I'm a Kafka newbie.
I have tried some file reading examples and applied to my project for couple of weeks. However, my application does not seem to work as I wanted so I'm asking for your advise.
My intention is to :
- Kafka producer reads files from directory A.
- Storm consumes data that's been produced from 1.
- Move away once read file to some other directory.
Condition :
- Files are continuously sent into directory A.
It is a simple logic but it gives me headache.
So far I have created and tested Kafka producer code on my local computer eclipse.
What I thought is, because kafka producer should keep on reading files, the process has to be kept alive even if all the files in directory A are read. But instead it terminates as soon as all the files in directory A have been read and sent.
I run Kafka on a single node with 3 brokers, and the following is Producer properties setting.
Properties props = new Properties();
props.put("metadata.broker.list", "localhost:9092");
props.put("serializer.class", "kafka.serializer.StringEncoder");
props.put("producer.type", "sync");
props.put("request.required.acks", "1");
Topic has been created with the following command.

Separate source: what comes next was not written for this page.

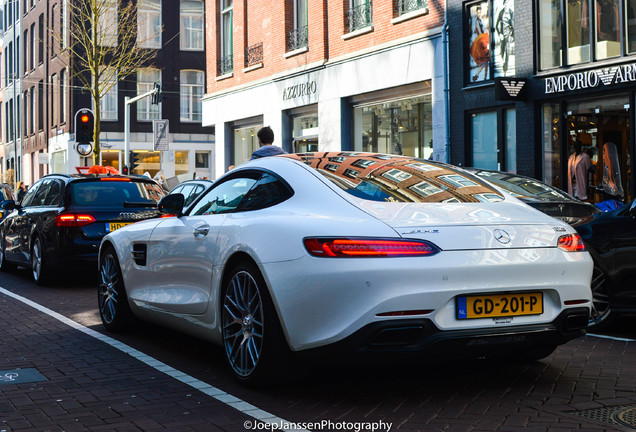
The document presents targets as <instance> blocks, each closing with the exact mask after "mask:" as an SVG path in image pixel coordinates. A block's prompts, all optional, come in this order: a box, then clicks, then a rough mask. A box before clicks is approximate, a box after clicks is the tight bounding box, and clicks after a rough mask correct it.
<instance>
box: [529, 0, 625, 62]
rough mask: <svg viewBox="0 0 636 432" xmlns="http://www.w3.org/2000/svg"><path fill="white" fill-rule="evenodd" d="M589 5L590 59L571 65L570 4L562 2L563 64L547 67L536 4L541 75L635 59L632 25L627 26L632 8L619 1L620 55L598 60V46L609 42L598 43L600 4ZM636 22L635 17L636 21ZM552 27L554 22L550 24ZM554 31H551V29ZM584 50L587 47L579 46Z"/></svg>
mask: <svg viewBox="0 0 636 432" xmlns="http://www.w3.org/2000/svg"><path fill="white" fill-rule="evenodd" d="M586 2H587V17H586V18H587V21H588V44H589V59H587V60H583V61H578V62H572V61H571V60H570V53H569V49H570V48H575V47H569V41H568V32H569V29H568V19H569V18H568V13H567V7H566V5H567V0H560V1H559V2H558V3H559V10H558V14H557V15H558V19H559V20H560V22H561V29H560V35H559V36H560V40H561V43H560V46H561V47H562V49H561V53H560V56H559V57H555V58H559V60H560V62H559V64H556V65H554V66H545V67H544V65H543V64H542V63H543V46H542V43H541V41H542V32H541V30H542V21H541V10H542V9H541V3H540V2H537V4H536V6H535V13H536V16H537V21H538V25H537V49H536V57H537V59H536V60H537V68H538V70H539V71H551V70H555V69H560V68H563V67H571V66H577V65H591V64H594V63H597V62H604V61H608V60H609V61H611V60H616V59H620V58H625V57H630V56H634V55H636V45H635V48H634V50H633V51H632V52H630V51H629V25H628V15H627V7H628V5H629V0H617V11H616V13H617V20H616V23H617V25H618V28H617V29H616V34H617V35H618V39H619V40H618V43H619V53H618V54H616V55H608V56H604V57H599V55H598V51H599V50H598V47H597V45H598V44H599V43H602V42H607V41H605V40H599V39H598V37H599V27H598V25H599V20H598V16H599V14H598V12H597V5H598V1H597V0H586ZM635 18H636V17H635ZM550 23H552V21H550ZM550 28H552V27H550ZM634 30H635V31H634V35H633V38H634V41H635V43H636V27H635V28H634ZM580 46H585V45H580ZM550 52H551V53H552V55H554V51H550Z"/></svg>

bin/kafka-topics.sh --create --zookeeper localhost:2181 --partitions 1 --replication-factor 1 --topic test
Is my thought of continuously file reading wrong in Kafka's architectural perspective? Or is there a way that I yet to find for? I'd be very appreciated if someone can answer my problems.
You should use
kafka.serializer.DefaultSerializer
(binary).How are you monitoring folder for new files? You could use something like
apache.commons.io.monitor
. Take a look here.Where are you stuck? What are the problems you need to address (error messages, anything really)? Asking because it looks like you want a complete solution from someone, which is not what SO provides. Dig in and ask specific questions, and of course, post the code.